Ryan Schenk challenged me to a duel of sorts.
MSPaint vs. Photoshop
How close could I get in replicating his sweet ping pong paddle graphic.
First, Ryan Schenk’s:
A few things to notice:
1. the TIGHT gradient of the paddle itself – this is extremely difficult to duplicate. If you have firefox and can zoom in on the image, the gradient doesn’t appear until about 6x. Prior to starting the paddle, I expected this to be the greatest challenge.
2. soft edges. This isn’t too bad in MSPaint. If you have a color you can “softify” the edges by pulling up the gradient wheel and finding and dividing the color shade column into quarters. By doing rings of lighter colors the edges become softer.
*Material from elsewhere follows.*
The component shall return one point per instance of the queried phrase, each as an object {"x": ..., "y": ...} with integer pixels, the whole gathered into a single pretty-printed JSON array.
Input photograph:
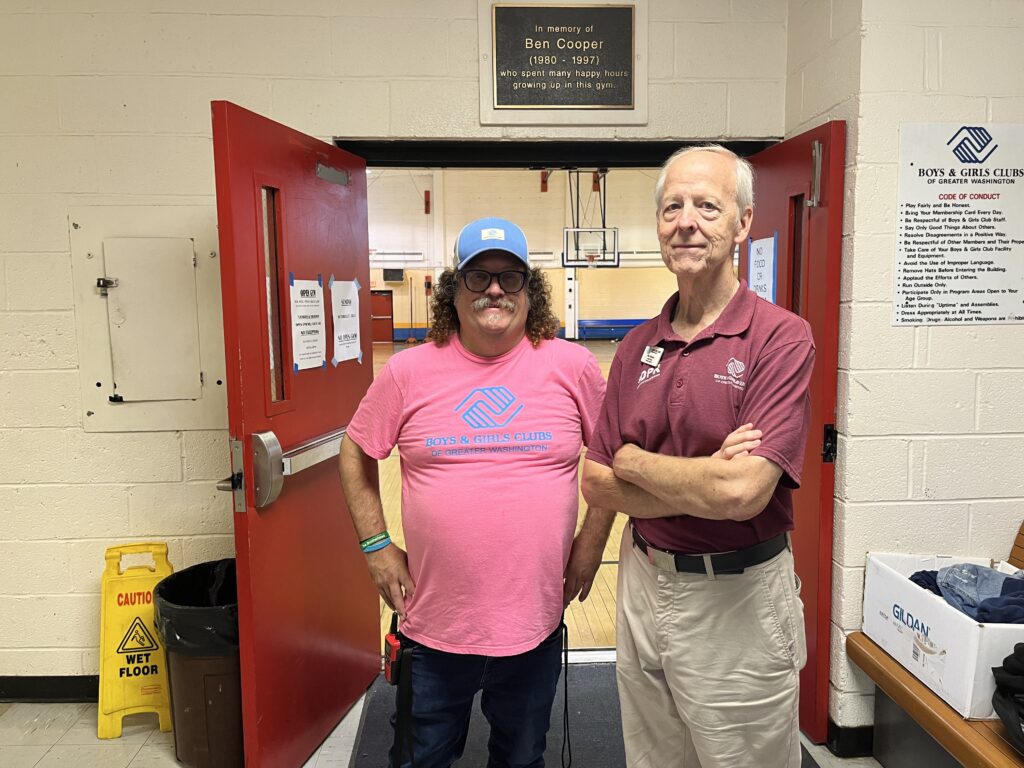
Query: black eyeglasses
[{"x": 479, "y": 281}]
3. The Shadow. Prior to starting, I didn’t think this would be an issue. As it happens, finding the ideal gray scale was far harder than I expected.
So how did I do?
Here’s my method:
First I created what I deemed an appropriate shape using the SPLINE tool. I got as close as I could. The perfect curve of Schenk’s paddle was hard to replicate.
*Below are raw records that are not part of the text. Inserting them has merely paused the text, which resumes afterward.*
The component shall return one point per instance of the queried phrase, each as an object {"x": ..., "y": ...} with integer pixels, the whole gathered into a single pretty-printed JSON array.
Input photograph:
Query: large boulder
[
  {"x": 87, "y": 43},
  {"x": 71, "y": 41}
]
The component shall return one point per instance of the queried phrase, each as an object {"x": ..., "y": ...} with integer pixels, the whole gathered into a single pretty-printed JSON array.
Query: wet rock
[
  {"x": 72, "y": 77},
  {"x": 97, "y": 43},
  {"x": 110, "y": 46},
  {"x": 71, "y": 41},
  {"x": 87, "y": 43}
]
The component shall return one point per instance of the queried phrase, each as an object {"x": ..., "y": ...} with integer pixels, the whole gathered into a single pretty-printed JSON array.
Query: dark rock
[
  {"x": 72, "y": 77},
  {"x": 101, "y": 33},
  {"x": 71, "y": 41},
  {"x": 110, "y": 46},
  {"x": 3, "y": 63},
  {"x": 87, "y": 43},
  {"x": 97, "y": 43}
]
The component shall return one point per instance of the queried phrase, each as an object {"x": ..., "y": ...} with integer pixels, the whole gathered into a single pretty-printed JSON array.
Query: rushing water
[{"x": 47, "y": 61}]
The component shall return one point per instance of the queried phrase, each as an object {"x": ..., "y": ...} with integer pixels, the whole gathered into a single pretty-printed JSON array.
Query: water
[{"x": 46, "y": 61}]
Next, was the handle. I opened up my color wheel and created three or four custom Mike D gradients using the Gradient print screen trick.
You can see the distinct black outline of the spline curve as well as a mostly textured handle. Once the colors were available, the handle wasn’t a problem.
Here’s my first attempt at the gradient. Horrible! You can see I was using a black-red to white-red mix, and the gradient was FAR too dramatic. You’ll also noticed the shape changed slightly. I removed a handful of pixels off the left side as it made the paddle appear misshapen.
For this next attempt, I tried to just go from the white-red to red. It’s better… but still too much. Then I discovered something. If instead of copying the gradient out of the color wheel, I actually copied the red edge of the gradient field… I could get an EXTREMELY tight gradient.
Just above the paddle in this picture is the gradient I used. The gradient was SO tight that I had to make little ‘turrets’ underneath in order to indicate where the color was changing.
After that, I just took the simple gray scale that’s on the left and started work on the shadow. Originally, I was expecting it to be three pixels thick. This DID NOT WORK. My end result was more like 7 pixels. It was also tough to make it look like a distinct shadow and not just a weird growth off the side of the paddle.
You’ll notice that in between this and the last picture the depth of the gray gradient changed. The dark end of the gray scale was WAY too dark. This helped my shadow work a lot.
Once the shadow was done, I softened the edges of the paddle and removed my gradients. I tried a couple different tricks of shrinking the image and enlarging it again. If done in MSPaint this will have the effect of auto-gradient. Amazingly, this method didn’t produce anything as good as what I had pre size changes.
At this point, I wanted to make a few final changes. I didn’t like the intersection where the paddle meets the handle and the shadow. so I made a few minor changes and finished her up.
So there you have it.
I’m very proud. I think Schenk’s is still sweeter, so Photoshop can take the win. But once again, MSPaint has provided surprisingly good results. With more practice, my MSPaint skills will continue to grow and the Photoshop-MSPaint gap will continue to narrow.